I think I shafted a part of the mothering process in my last post. I talked about losing sleep, but I don’t think I gave this difficult part justice. Because the next few days after that post were much worse. I guess it wasn’t really the sleep deprivation. It was just everything.
Isaiah cried much more after we got him circumcised. Understandably, poor little thing! So I was sad every time I changed his diaper. And afterwards. And before.
Marcus worked that night, and he always works really late, getting home around 2am. And the next night for some reason he decided he would go have some drinks with his work friends & again came home after 2am. Right after I talked about how helpful he had been! And then the next night he took his 5 year old to his parents’ house so he could go fishing with them the next day, and he ended up staying the night. The days weren’t difficult because my mom was there. But three nights in a row, I was by myself with his painful incessant cries. When I tried to talk to Marcus about it, he said he understood but acted annoyed that I was talking. I realize that it only felt worse because these three events just happened to occur back to back. But it still felt like I was being abandoned.
I was exhausted and sad. I don’t remember anyone talking about how difficult the first few weeks were. Maybe they told me, and I didn’t listen? I called my sister to see how things were for her. They were a blur, she said. She remembers crying a lot, dreading falling asleep, knowing she would be woken up in the middle of the night to feed him. She remembers being mean to my mom, who was there to help her too; she refused to accept her help. But she assured me that it gets better. Maybe it was a blur to her because afterwards it was so rewarding.

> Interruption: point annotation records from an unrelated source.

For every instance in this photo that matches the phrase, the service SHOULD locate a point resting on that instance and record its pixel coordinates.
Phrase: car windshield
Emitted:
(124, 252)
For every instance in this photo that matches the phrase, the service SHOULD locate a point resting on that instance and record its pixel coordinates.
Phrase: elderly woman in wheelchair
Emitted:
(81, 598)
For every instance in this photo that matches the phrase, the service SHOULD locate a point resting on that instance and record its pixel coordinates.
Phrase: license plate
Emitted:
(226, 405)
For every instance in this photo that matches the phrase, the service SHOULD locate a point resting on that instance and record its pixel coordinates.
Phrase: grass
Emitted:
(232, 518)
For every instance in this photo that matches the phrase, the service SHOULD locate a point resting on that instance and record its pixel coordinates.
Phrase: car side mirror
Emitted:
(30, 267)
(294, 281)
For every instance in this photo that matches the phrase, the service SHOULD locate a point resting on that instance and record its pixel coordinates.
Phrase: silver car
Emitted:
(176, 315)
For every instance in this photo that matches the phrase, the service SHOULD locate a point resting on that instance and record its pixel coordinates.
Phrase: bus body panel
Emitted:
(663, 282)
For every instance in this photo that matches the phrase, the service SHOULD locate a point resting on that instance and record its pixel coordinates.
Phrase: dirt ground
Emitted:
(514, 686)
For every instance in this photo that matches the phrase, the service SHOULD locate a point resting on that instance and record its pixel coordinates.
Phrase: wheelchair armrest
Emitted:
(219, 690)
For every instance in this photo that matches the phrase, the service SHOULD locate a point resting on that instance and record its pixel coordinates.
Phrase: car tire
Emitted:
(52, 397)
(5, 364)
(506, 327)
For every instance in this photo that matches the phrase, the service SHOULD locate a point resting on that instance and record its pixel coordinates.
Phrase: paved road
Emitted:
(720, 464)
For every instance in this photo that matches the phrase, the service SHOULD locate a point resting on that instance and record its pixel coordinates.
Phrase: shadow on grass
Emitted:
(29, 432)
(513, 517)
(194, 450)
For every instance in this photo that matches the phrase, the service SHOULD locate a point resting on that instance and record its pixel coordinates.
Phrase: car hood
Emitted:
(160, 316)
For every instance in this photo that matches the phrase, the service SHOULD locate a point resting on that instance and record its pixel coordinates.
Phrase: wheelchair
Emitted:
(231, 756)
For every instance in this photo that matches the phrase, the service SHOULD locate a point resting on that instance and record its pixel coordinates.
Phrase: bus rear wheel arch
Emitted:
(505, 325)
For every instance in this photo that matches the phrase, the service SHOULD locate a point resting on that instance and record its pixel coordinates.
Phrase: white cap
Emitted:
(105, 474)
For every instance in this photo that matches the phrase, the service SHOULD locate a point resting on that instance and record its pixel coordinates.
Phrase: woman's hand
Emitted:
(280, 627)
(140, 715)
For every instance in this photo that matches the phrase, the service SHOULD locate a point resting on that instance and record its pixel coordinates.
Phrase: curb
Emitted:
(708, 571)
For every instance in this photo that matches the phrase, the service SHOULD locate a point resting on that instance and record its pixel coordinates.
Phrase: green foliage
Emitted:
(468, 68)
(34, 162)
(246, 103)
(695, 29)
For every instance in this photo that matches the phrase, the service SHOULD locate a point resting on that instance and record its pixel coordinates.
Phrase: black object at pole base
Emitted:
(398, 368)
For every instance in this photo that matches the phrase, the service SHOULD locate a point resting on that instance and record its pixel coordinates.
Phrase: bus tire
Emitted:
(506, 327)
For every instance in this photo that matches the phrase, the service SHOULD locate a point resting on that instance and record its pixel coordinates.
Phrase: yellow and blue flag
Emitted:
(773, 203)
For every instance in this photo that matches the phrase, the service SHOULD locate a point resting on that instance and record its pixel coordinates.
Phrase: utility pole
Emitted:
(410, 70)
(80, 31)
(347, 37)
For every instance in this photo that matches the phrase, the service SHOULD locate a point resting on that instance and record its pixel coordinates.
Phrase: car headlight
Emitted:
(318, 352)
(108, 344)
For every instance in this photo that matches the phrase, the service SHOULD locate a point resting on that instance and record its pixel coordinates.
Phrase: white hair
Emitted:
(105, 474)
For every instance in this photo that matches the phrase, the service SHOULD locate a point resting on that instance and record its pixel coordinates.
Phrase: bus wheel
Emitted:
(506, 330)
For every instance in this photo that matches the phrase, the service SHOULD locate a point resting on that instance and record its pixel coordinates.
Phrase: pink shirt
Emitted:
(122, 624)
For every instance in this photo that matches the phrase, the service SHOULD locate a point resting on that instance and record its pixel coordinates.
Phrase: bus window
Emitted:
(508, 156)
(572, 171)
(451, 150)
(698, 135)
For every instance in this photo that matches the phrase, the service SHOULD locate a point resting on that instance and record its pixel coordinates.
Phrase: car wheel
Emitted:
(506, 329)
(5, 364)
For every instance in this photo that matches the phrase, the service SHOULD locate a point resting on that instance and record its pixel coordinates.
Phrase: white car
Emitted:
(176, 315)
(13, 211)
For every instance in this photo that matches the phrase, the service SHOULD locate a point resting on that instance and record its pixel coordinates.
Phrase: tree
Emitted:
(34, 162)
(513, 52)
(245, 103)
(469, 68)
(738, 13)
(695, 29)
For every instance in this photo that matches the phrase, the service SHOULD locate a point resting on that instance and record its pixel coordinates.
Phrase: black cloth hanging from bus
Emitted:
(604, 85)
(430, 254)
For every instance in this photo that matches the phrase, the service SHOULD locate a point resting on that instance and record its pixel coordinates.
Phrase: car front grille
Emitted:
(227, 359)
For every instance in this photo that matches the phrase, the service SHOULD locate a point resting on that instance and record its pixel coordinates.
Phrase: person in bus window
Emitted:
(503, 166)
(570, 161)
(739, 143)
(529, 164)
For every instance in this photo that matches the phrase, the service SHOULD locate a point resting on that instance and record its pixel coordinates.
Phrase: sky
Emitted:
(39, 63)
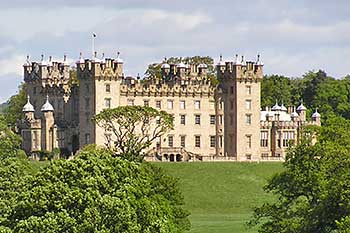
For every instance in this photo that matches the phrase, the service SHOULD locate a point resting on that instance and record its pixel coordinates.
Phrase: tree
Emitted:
(154, 70)
(98, 192)
(131, 129)
(13, 110)
(312, 194)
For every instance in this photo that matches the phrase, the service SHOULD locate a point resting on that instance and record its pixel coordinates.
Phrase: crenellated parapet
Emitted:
(141, 89)
(47, 72)
(241, 70)
(105, 68)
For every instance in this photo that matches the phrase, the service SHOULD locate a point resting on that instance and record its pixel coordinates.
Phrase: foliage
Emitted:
(316, 89)
(313, 191)
(220, 195)
(97, 192)
(13, 110)
(9, 141)
(154, 70)
(131, 129)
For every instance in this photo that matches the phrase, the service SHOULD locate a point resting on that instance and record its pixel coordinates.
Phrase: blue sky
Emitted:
(292, 36)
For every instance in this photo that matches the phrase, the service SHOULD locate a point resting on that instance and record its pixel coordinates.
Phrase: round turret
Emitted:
(258, 61)
(47, 107)
(221, 62)
(181, 65)
(316, 114)
(81, 59)
(283, 108)
(28, 63)
(237, 61)
(42, 62)
(165, 66)
(96, 60)
(276, 107)
(28, 107)
(301, 107)
(65, 62)
(118, 59)
(202, 66)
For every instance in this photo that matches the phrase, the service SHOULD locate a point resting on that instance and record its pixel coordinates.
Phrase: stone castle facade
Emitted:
(212, 122)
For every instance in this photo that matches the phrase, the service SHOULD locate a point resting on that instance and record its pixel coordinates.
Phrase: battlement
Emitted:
(240, 69)
(164, 89)
(46, 71)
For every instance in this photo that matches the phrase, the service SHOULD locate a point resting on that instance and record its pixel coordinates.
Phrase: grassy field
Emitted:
(220, 196)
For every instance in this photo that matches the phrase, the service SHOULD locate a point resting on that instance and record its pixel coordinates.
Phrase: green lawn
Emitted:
(221, 195)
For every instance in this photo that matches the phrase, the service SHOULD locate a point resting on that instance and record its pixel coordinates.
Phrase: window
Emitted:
(264, 138)
(248, 119)
(279, 139)
(212, 119)
(212, 141)
(87, 138)
(183, 119)
(197, 119)
(197, 104)
(288, 137)
(130, 102)
(183, 140)
(108, 102)
(159, 104)
(108, 88)
(221, 105)
(212, 105)
(249, 141)
(170, 141)
(35, 139)
(87, 115)
(220, 119)
(248, 90)
(248, 104)
(60, 104)
(182, 104)
(197, 141)
(87, 103)
(170, 104)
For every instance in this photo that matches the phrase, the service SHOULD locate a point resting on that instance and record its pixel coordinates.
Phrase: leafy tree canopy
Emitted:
(97, 192)
(131, 129)
(313, 191)
(154, 70)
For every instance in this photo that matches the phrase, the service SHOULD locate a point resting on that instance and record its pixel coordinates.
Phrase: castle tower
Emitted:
(165, 69)
(48, 129)
(241, 86)
(316, 118)
(302, 111)
(99, 89)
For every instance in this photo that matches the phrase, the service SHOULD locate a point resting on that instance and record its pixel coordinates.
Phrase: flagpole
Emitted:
(93, 45)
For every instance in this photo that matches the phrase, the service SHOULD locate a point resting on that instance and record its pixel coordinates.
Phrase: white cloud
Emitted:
(12, 65)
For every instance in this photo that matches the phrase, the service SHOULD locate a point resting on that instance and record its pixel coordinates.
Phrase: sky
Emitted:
(292, 36)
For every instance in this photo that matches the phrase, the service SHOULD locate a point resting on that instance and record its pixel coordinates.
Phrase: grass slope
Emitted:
(221, 195)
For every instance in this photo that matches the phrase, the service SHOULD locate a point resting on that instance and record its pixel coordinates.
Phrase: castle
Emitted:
(212, 122)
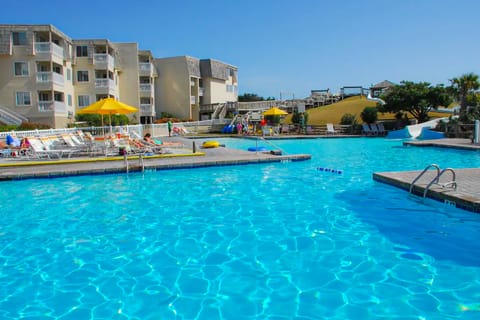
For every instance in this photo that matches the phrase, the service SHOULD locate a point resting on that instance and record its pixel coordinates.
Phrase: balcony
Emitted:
(146, 90)
(146, 87)
(105, 86)
(147, 110)
(51, 106)
(104, 61)
(47, 50)
(49, 77)
(146, 69)
(104, 83)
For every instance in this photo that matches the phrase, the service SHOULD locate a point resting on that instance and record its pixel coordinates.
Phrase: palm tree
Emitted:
(463, 88)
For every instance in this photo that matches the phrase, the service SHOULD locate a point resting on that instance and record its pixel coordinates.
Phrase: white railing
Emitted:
(104, 58)
(49, 76)
(49, 47)
(11, 117)
(147, 110)
(104, 83)
(145, 67)
(49, 106)
(155, 130)
(146, 87)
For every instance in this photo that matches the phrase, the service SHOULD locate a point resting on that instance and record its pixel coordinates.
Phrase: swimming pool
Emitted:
(270, 241)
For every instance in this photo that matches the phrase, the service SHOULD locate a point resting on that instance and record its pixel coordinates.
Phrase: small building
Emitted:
(380, 88)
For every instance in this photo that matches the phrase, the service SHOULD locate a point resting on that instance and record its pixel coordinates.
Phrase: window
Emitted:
(82, 51)
(23, 98)
(19, 38)
(83, 101)
(82, 76)
(21, 69)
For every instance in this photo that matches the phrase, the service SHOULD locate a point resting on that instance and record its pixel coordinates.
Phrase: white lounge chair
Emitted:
(330, 129)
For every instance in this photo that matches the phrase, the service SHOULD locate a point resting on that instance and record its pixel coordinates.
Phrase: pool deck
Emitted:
(467, 194)
(13, 169)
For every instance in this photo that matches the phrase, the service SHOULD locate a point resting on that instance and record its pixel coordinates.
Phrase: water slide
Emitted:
(416, 131)
(378, 100)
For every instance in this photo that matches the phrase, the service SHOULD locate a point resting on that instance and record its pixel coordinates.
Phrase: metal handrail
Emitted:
(271, 144)
(423, 172)
(452, 182)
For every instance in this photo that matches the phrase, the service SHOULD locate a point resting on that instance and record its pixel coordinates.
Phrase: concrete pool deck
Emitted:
(467, 194)
(14, 169)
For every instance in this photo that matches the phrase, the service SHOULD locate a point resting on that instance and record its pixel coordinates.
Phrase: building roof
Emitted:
(383, 84)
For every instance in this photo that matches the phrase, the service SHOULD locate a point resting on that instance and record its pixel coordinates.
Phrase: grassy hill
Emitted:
(353, 105)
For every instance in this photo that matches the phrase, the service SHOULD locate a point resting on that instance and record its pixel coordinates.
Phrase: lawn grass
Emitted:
(354, 105)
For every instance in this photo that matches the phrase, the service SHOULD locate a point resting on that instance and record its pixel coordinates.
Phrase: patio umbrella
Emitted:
(274, 111)
(108, 106)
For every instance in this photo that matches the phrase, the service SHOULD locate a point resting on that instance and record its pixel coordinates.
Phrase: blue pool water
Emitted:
(270, 241)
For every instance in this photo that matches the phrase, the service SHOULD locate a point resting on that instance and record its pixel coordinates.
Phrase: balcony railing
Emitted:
(50, 77)
(49, 106)
(103, 59)
(145, 68)
(104, 83)
(147, 110)
(146, 87)
(49, 48)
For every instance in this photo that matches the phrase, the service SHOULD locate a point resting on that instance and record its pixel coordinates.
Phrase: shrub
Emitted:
(369, 115)
(348, 119)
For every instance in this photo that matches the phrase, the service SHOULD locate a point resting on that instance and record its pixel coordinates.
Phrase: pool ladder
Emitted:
(436, 179)
(141, 164)
(269, 143)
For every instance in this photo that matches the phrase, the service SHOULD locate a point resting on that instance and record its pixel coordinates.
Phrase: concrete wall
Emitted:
(172, 91)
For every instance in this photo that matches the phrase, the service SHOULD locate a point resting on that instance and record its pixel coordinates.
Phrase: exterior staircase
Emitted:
(10, 117)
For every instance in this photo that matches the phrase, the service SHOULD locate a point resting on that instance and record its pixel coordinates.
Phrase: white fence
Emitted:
(156, 130)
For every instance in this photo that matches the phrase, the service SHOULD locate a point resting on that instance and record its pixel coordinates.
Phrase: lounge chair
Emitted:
(330, 129)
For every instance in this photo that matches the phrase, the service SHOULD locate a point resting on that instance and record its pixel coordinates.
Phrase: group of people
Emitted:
(15, 145)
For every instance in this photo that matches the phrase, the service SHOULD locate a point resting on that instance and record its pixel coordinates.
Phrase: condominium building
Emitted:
(36, 80)
(186, 85)
(47, 76)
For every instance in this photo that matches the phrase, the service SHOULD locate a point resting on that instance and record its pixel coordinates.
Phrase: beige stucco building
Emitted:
(36, 79)
(47, 77)
(187, 86)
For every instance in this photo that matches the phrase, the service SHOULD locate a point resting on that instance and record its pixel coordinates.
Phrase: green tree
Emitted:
(369, 114)
(418, 99)
(463, 88)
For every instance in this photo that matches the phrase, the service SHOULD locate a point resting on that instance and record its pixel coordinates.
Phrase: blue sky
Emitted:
(283, 46)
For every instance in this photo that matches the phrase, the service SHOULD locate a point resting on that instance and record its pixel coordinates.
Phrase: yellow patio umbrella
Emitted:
(108, 106)
(274, 111)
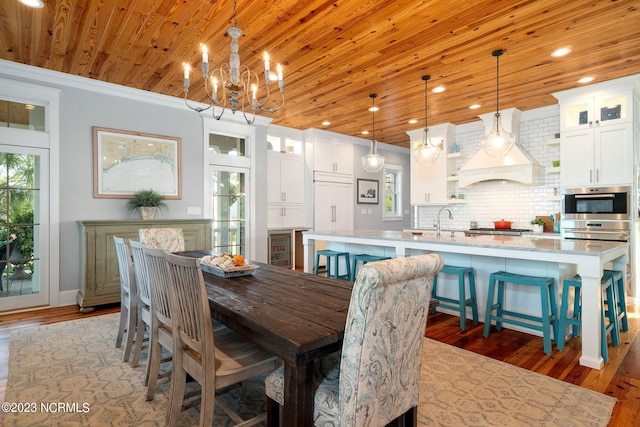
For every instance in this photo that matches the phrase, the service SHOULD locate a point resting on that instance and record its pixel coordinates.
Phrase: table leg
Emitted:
(298, 395)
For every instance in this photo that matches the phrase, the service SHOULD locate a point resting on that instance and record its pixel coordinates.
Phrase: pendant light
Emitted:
(498, 142)
(425, 152)
(373, 161)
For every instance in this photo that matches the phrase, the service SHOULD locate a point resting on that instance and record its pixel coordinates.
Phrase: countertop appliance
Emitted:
(596, 213)
(494, 231)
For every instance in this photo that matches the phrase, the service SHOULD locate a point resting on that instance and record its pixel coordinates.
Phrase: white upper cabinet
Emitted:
(596, 124)
(597, 111)
(332, 152)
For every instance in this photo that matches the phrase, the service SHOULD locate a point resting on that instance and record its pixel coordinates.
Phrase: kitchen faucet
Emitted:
(437, 224)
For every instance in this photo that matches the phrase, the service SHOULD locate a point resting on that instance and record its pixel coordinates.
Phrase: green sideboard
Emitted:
(99, 274)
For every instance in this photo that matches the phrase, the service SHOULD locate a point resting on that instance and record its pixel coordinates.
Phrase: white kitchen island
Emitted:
(556, 258)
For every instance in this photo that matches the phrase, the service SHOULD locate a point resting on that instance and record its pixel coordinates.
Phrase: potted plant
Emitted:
(147, 203)
(538, 225)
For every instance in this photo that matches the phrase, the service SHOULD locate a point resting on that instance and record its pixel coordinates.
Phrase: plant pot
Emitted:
(147, 212)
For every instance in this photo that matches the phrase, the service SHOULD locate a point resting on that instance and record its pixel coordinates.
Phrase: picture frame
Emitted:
(368, 191)
(125, 162)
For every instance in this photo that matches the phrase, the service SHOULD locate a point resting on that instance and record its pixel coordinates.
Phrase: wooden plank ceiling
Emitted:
(335, 53)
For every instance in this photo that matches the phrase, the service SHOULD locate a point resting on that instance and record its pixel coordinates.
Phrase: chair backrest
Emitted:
(125, 268)
(381, 351)
(167, 239)
(141, 271)
(159, 285)
(190, 311)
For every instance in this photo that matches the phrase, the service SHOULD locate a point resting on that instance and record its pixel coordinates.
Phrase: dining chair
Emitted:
(168, 239)
(128, 298)
(143, 323)
(161, 334)
(215, 361)
(375, 379)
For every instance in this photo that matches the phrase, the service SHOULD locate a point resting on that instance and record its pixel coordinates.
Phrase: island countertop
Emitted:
(456, 238)
(587, 257)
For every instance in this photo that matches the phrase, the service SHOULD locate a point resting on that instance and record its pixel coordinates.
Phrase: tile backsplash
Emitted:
(491, 201)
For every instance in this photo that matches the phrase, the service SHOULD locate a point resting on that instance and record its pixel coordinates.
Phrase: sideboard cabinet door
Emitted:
(99, 275)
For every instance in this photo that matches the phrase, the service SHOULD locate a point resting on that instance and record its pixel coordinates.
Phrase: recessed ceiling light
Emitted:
(561, 52)
(38, 4)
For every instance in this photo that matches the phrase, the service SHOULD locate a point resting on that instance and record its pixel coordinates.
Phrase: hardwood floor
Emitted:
(620, 377)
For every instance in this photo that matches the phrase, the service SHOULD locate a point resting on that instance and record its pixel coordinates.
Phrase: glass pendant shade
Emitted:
(373, 161)
(425, 152)
(497, 142)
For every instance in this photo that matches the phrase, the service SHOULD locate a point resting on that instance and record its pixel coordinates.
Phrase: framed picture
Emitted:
(125, 162)
(368, 191)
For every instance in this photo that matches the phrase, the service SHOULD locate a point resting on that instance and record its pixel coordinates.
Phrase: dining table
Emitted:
(299, 317)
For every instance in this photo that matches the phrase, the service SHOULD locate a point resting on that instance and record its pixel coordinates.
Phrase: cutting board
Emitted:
(548, 223)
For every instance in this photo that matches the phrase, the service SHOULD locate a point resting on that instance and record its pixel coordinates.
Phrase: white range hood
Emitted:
(517, 165)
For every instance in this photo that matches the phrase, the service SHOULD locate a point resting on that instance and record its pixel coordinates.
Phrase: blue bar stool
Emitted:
(335, 256)
(546, 323)
(575, 320)
(620, 297)
(460, 304)
(363, 258)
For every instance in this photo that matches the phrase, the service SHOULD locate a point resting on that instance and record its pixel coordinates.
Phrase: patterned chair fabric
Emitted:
(376, 377)
(167, 239)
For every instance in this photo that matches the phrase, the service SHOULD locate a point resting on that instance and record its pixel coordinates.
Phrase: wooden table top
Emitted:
(297, 316)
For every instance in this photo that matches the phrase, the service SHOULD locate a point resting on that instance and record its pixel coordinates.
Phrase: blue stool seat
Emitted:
(576, 319)
(363, 258)
(620, 297)
(335, 257)
(460, 304)
(545, 323)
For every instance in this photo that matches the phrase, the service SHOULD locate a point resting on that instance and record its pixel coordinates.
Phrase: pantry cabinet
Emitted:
(285, 193)
(333, 201)
(430, 183)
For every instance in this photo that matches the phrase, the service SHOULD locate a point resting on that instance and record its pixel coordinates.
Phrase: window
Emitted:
(392, 192)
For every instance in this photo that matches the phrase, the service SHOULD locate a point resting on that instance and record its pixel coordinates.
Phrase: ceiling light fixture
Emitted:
(497, 142)
(373, 161)
(425, 151)
(239, 85)
(37, 4)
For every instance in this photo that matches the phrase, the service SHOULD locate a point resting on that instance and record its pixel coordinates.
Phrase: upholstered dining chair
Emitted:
(215, 361)
(143, 323)
(128, 298)
(376, 377)
(168, 239)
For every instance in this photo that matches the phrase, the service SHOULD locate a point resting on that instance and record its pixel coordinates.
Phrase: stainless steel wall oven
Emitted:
(598, 213)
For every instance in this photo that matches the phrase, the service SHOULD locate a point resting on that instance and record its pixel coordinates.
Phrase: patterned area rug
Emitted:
(461, 388)
(76, 365)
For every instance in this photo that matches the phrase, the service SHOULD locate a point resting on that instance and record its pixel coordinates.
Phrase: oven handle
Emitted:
(594, 196)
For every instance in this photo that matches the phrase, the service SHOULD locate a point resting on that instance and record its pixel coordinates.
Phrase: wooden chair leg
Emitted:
(273, 413)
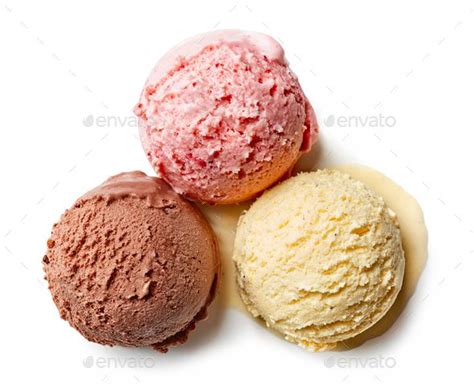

For me, it did immediately begin getting better.
Marcus, Isaiah, his big brother, and I went to brunch Sunday, an old tradition with an old friend that was in town. And lots of old friends came to see her off & to meet Isaiah. It was the first time I fixed my hair & put on makeup since before the birth. It felt good to be out, to see everyone, to be surrounded by loved ones. I was really nervous about the possibility of having to breastfeed in public, but he slept the whole time!

We didn’t have any events this week, so Marcus was around mostly during the day. That helped. I guess I’m okay when I feel like we’re doing this together.
My friend Trisha let us borrow The Happiest Baby on the Block, and that has helped significantly at times. He has healed from the circumcision, so it seems like there is less crying. And also, I bought a sling. I am sooo far away from being able to use it properly, but Isaiah & I already love it. He falls asleep almost immediately after getting in, and I love that he is close to me. I can feel him breathing as I type now.